If a child, parent, or friend of yours was recently diagnosed with obsessive-compulsive disorder, you might be looking for a way to support and better understand their situation. OCD is a very serious mental health condition; but for many having support from loved ones can be a critical component of the recovery journey.
Here are some tips to help you better support someone in your life who has OCD.
Educate yourself on OCD
There are many websites that offer information on OCD and the different ways the disorder manifests. A place to start for more information is the International OCD Foundation’s (IOCDF) website. Following different accounts or hashtags on social media can also be another way to learn more about how people manage their OCD. You can follow OCDPeers on Instagram and Facebook! In addition, “Don’t Think of a Pink Elephant” is an award-winning short animation film that shows a teenage girl’s experience with intrusive thoughts around harm.
Join a support group
OCDPeers offers support groups specifically for loved ones to speak with others who are going through a similar experience. Join a group today if you’re looking to connect and learn more about OCD!
Avoid participating in reassurance seeking
Reassurance seeking is a compulsion that folks with OCD experience to try to “help” alleviate anxiety around their intrusive thoughts. You may see your loved one suffering but it is very important not to engage with the reassurance seeking. Instead, offer your support by being present if they are experiencing symptoms.
Support their unique recovery journey
If your loved one has OCD, the ultimate goal is to support their path to recovery. There is no perfect plan for managing symptoms, and there can often be set backs or “flare ups”. Try not to cast comparisons to previous days or other people. It can also be helpful to recognize the wins when your loved one limits or refrains from a compulsion.

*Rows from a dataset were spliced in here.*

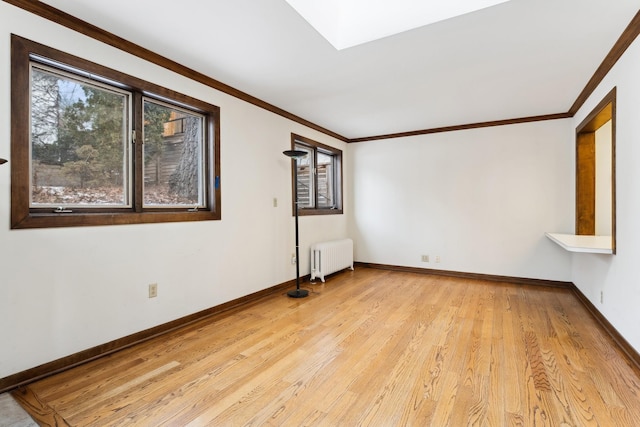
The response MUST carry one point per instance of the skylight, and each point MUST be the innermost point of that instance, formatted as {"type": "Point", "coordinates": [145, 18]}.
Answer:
{"type": "Point", "coordinates": [347, 23]}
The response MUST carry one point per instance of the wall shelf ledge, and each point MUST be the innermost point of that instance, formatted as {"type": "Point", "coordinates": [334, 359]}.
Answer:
{"type": "Point", "coordinates": [585, 244]}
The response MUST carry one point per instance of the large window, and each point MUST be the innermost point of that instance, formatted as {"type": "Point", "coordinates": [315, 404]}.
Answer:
{"type": "Point", "coordinates": [319, 177]}
{"type": "Point", "coordinates": [92, 146]}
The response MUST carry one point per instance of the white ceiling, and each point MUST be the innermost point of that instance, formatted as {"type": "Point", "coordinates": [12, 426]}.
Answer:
{"type": "Point", "coordinates": [516, 59]}
{"type": "Point", "coordinates": [347, 23]}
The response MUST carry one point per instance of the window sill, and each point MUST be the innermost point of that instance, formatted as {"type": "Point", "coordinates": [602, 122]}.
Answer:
{"type": "Point", "coordinates": [584, 244]}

Help destigmatize mental health disorders
If you hear someone using harmful stereotypes around mental health try to speak up against those instances. For example, you might hear someone say, “Omg I am so OCD about cleaning.” Phrases like these make limiting assumptions about sufferers of obsessive-compulsive disorder. This could be a chance to remind others that OCD is not an adjective but rather a serious mental health disorder that affects millions of individuals.